その理由を、マイスは真剣な声音で話し始める。
「にわかには信じられないが、貴様が家を追われた直後から不自然に不幸が続出した。貴様の幸運値が異様に高いことからも、深い関係性があると私は睨んでいる」
周りの先生たちは会話の内容を理解できていないようで、困惑したように顔を見合わせている。
そんな中で私は、握りしめた拳にさらに力を入れながら、黙ってマイスの声を聞き続けていた。
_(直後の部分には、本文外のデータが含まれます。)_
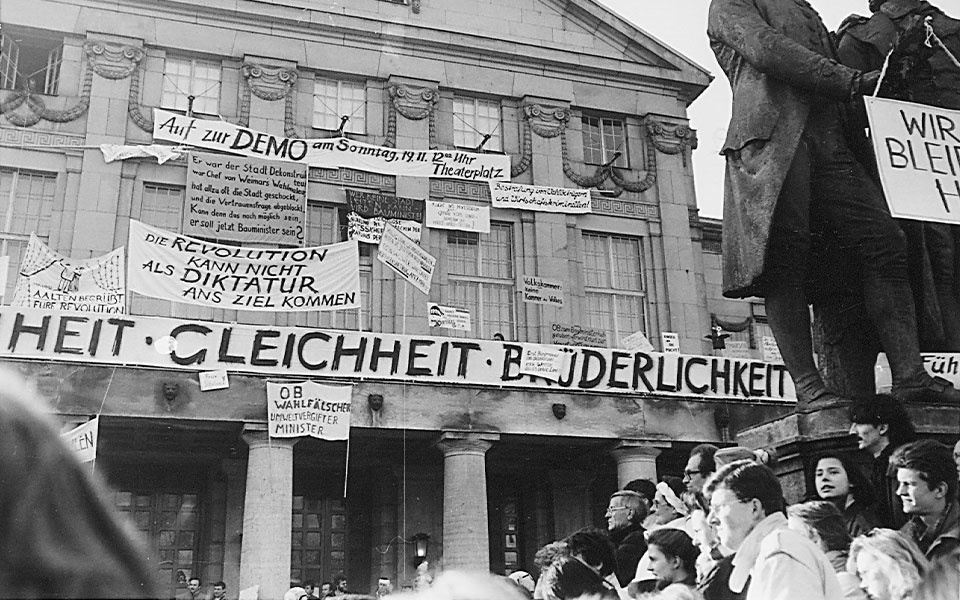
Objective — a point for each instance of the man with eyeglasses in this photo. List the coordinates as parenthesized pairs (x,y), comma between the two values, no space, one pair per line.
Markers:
(624,517)
(747,508)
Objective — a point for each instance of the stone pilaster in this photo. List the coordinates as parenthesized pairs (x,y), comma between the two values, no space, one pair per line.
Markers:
(466,540)
(267,513)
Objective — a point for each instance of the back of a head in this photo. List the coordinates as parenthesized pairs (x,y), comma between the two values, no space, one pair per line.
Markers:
(58,535)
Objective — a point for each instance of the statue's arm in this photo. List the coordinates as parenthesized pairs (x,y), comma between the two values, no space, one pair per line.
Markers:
(739,25)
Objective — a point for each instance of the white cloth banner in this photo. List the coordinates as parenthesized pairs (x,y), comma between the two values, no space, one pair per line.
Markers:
(918,153)
(330,153)
(112,152)
(448,317)
(309,409)
(50,280)
(542,198)
(183,269)
(370,231)
(461,217)
(83,440)
(404,256)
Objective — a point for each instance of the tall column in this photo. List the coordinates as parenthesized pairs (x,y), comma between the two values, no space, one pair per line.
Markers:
(466,539)
(267,513)
(635,460)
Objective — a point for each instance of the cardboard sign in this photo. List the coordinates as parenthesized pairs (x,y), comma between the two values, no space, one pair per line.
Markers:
(461,217)
(406,258)
(83,440)
(448,317)
(193,346)
(309,409)
(248,200)
(541,198)
(183,269)
(50,280)
(670,342)
(542,291)
(918,154)
(330,153)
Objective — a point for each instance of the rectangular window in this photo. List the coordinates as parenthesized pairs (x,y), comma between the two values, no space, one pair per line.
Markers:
(26,203)
(184,77)
(481,273)
(614,291)
(29,61)
(334,99)
(602,139)
(473,119)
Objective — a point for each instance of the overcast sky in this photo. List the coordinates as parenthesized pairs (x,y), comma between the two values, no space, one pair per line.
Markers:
(682,25)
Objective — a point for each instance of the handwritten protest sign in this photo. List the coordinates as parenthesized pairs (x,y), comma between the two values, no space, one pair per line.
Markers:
(576,335)
(534,197)
(404,256)
(369,204)
(542,291)
(330,153)
(50,280)
(370,231)
(309,409)
(183,269)
(918,154)
(548,362)
(249,200)
(462,217)
(83,440)
(448,317)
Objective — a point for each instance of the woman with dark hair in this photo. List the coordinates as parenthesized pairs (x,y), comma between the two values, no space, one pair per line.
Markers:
(673,557)
(839,480)
(59,538)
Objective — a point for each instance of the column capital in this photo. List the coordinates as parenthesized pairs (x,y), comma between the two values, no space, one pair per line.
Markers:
(452,443)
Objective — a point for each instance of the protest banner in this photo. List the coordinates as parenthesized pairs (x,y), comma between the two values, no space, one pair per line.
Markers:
(309,409)
(369,204)
(771,351)
(547,362)
(247,200)
(542,291)
(406,258)
(193,346)
(330,153)
(670,342)
(637,342)
(50,280)
(183,269)
(918,155)
(448,317)
(461,217)
(370,231)
(576,335)
(542,198)
(83,440)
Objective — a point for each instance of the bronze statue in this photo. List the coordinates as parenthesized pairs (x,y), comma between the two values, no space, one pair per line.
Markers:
(793,184)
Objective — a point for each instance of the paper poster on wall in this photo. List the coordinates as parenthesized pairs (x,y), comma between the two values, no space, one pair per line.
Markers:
(406,258)
(461,217)
(50,280)
(670,342)
(542,291)
(541,198)
(247,200)
(330,153)
(370,231)
(309,409)
(174,267)
(83,440)
(369,204)
(918,155)
(448,317)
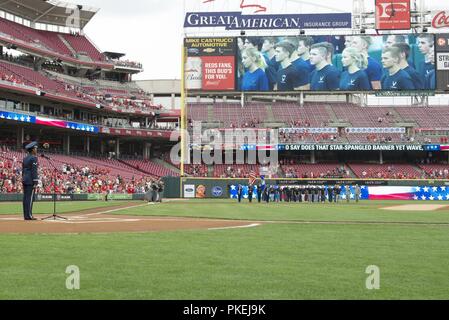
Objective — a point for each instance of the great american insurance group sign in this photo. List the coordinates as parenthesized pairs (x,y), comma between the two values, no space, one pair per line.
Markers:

「貴様が戻って来れば、グラシエール家の問題はすべて解決するのだ。一度は父に追放された身だが、そこは私が説得を試みる。貴様も侯爵家の地位に戻ることができて互いに利があるだろう。だからサチ、グラシエール家に戻って来い」
「……」
マイスの見えざる手が、こちらの手を取るように差し伸べられた気がする。
確かに私が実家に戻れば、グラシエール家を取り巻く不幸は改善される可能性が高い。
けれど……
あまりにも身勝手なその勧誘に、私は思わず口汚い言葉をこぼしてしまった。
「ふざ、けんな……!」
握りしめていた拳を振り上げそうになりながら、私は怒りのままに口を動かす。
「あの家に戻って来いですって……? 寝言は寝てからいいなさいよ。魔力値がなかっただけで面汚し扱いされて、屋敷の隅の小さな部屋でボロ布みたいな服着せられて、まともな食事一つ取らせてもらえなかったあの家に、今さら戻るわけがないでしょ」
そもそも、誰のせいで追い出されたと思っているのか。
そのことを今一度問い質してやりたいと思っていると、あろうことかマイスは驚いたように目を見開いていた。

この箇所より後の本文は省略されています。